Following the report the Bishop was charged by civil authorities with failing to report the abuse and the diocese spent close to $1.4 million dollars defending him and itself. At the conclusion of the trial Bishop Finn was convicted of a single misdemeanor offense of failing to report a pedophile priest. As punishment he is serving two years of court-supervised probation. The debate now ongoing in his diocese is whether or not he should resign and on that his diocese is divided and how it will come out is not known.

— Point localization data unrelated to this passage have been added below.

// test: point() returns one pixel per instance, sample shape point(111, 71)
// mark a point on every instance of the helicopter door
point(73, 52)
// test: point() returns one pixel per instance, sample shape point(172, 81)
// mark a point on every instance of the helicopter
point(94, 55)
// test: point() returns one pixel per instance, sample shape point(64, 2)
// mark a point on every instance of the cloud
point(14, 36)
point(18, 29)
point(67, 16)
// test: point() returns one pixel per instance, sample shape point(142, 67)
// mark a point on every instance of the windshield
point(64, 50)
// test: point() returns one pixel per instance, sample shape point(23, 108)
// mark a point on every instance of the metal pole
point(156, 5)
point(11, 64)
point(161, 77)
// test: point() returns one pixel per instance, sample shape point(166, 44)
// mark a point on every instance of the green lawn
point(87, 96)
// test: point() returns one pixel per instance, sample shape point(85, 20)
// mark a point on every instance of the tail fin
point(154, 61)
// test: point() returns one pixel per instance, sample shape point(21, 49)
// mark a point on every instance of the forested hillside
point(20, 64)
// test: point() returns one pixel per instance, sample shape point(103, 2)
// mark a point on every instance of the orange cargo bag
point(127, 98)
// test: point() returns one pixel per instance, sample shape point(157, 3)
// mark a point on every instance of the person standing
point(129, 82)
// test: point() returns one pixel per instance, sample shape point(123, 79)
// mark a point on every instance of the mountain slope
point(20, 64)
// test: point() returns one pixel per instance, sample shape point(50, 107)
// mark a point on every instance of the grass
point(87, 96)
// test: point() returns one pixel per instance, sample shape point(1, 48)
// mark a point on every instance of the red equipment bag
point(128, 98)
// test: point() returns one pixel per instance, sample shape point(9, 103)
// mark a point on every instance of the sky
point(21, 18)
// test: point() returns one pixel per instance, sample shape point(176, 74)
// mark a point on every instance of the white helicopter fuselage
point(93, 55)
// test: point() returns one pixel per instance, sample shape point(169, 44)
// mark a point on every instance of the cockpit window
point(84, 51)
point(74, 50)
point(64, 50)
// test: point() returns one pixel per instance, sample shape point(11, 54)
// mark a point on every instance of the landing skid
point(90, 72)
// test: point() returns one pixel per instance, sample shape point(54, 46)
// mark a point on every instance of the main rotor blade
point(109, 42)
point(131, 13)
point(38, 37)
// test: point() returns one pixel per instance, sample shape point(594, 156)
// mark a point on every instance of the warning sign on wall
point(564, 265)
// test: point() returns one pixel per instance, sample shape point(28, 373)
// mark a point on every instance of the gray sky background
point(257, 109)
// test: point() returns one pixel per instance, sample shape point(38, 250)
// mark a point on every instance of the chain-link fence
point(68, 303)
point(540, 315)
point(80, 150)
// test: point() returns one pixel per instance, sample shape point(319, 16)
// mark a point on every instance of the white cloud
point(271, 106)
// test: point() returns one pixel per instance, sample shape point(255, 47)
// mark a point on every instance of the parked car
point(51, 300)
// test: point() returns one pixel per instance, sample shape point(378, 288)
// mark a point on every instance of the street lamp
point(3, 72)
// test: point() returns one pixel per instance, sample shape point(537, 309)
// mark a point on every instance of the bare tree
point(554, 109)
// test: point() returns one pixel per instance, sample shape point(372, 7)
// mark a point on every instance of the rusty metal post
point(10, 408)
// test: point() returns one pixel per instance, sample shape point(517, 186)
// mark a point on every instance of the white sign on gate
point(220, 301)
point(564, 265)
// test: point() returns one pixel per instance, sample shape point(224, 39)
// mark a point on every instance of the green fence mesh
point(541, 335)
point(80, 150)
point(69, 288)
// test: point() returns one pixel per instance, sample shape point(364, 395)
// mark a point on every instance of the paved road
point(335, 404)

Although Bishop Finn did not report the abuse to civil authorities, the Bishop punished Father Ratigan by sending him to live at the Sisters of St. Francis Convent where he could have the quiet needed to contemplate the error of his ways and, according to one lawsuit filed against him, the time to continue with his photographic hobby. When civil authorities learned of his conduct they did not think confinement to a nunnery was sufficient punishment for his transgressions. He was criminally charged and ultimately pled guilty to four counts of producing child pornography and one count of attempting to produce child pornography. He faces life in prison when sentenced. His sentence is not likely to be served at a convent. Why anyone in a position of authority would think a convent the proper place to send a priestly pedophile with a penchant for young girls to be rehabilitated, one more tutored in things ecclesiastical than I, can explain.